Methionine "has the inherent problem of lower clinical sensitivity for homocystinuria," Petritis said, and it takes longer to "elevate to the decision point where a newborn would be classified as presumptive positive for homocystinuria."
To reduce the risk of false negatives, laboratories can lower methionine cutoffs, but that results in lower specificity, the researchers wrote in the Clinical Chemistry paper. To mitigate that decline in specificity, they can use a methionine-to-phenylalanine ratio or perform second-tier screening for homocystinuria, but those options can cause higher false positive rates and lower throughput or require additional equipment and personnel needs, they said.
In addition, Petritis said, methionine levels are affected by the total parenteral nutrition solution (TPN) that is given to premature or sick newborns in neonatal intensive care units. Homocysteine, meantime, "is closer metabolically to homocystinuria, it elevates earlier in affected newborns, and is not influenced by the administration of TPN."
The research team tested its method on 152 residual clinical specimens to validate the assay's ability to distinguish 100 presumptive normal samples from babies who had not received TPN, 50 samples from infants who had received TPN, and two samples from babies with confirmed homocystinuria. Their method was able to accurately classify positive samples while distinguishing the positive samples from those with TPN administration, the researchers wrote.
Use of the test is not limited to the CDC's laboratory.
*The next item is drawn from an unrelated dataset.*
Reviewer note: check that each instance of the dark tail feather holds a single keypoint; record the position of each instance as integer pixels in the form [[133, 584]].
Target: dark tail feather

The additional chemicals to analyze homocysteine were developed and optimized to allow for "seamless integration" into both existing and future first-tier newborn screening assays, making it possible for any lab to implement, he said. Those chemicals are also widely available at a reasonable cost.
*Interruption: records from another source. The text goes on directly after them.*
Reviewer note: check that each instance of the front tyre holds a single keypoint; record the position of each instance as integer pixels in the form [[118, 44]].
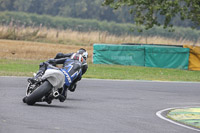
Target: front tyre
[[38, 93]]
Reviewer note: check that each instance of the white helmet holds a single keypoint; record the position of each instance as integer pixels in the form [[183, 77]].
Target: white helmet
[[83, 52]]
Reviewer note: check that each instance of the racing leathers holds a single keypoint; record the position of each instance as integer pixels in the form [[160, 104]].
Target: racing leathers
[[72, 69], [72, 87]]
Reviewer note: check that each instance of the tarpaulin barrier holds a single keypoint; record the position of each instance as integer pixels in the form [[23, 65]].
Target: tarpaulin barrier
[[141, 55], [118, 54], [167, 57], [194, 59]]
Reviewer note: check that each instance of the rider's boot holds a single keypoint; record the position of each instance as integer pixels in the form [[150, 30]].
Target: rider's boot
[[72, 88], [37, 78], [63, 95]]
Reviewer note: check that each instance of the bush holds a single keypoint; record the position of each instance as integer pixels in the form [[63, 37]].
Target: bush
[[26, 19]]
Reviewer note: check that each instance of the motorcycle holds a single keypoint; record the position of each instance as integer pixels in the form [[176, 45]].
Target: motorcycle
[[49, 87]]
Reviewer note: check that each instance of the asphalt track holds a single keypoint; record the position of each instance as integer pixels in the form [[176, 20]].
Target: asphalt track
[[97, 106]]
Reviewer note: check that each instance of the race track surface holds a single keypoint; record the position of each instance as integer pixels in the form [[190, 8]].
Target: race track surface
[[97, 106]]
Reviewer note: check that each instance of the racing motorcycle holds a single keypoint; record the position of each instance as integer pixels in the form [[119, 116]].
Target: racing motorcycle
[[49, 87]]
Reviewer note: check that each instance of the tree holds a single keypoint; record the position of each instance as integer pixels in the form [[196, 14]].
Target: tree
[[149, 12]]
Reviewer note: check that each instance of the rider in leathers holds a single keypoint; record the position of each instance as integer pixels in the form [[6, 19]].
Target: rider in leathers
[[71, 64]]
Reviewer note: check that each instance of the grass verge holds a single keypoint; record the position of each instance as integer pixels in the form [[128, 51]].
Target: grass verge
[[13, 67]]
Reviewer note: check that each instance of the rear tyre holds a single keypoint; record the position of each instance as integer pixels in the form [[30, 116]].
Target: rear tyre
[[39, 93]]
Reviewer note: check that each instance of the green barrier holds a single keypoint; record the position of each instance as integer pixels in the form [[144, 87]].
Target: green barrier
[[141, 55], [118, 54], [167, 57]]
Newborn screening laboratories or kit manufacturers can either try to modify their existing assays using the CDC's approach or adopt the test as is, Petritis said, and the researchers have been in contact with laboratories and manufacturers that may be interested in piloting or adopting the test.
The next step for moving the test toward clinical implementation is for a laboratory to pilot the assay and offer feedback on its performance after using it on thousands of specimens. According to Petritis, there "has been some traction towards that goal recently."
Mei Baker, director of the newborn screening laboratory at the Wisconsin State Laboratory of Hygiene, said that there is "no question" that homocysteine is a much better marker than methionine in newborn screening for homocystinuria. Baker said that she was confident the method can be adopted in public newborn screening labs like hers and that to her knowledge, it is the only reported homocysteine measurement method that can be multiplexed with other mass spectrometry analytes used in newborn screening.
She added that the test needs to be further evaluated in a routine newborn screening setting and undergo regulatory compliance validation. Baker also noted that there are other genetic defects that may cause elevated homocysteine, which are beneficial to identify during newborn screening.
Detecting other diseases related to homocysteine levels was raised as an option by Petritis as well. The ability to add homocysteine analysis into primary tandem mass spectrometry screening "opens the door for the detection of other rare metabolic diseases that use total homocysteine as a biomarker," Petritis said, naming re-methylation disorders as examples. The research team is also working to multiplex two more biomarkers into the test that will be able to differentiate homocystinuria from other diseases, he said.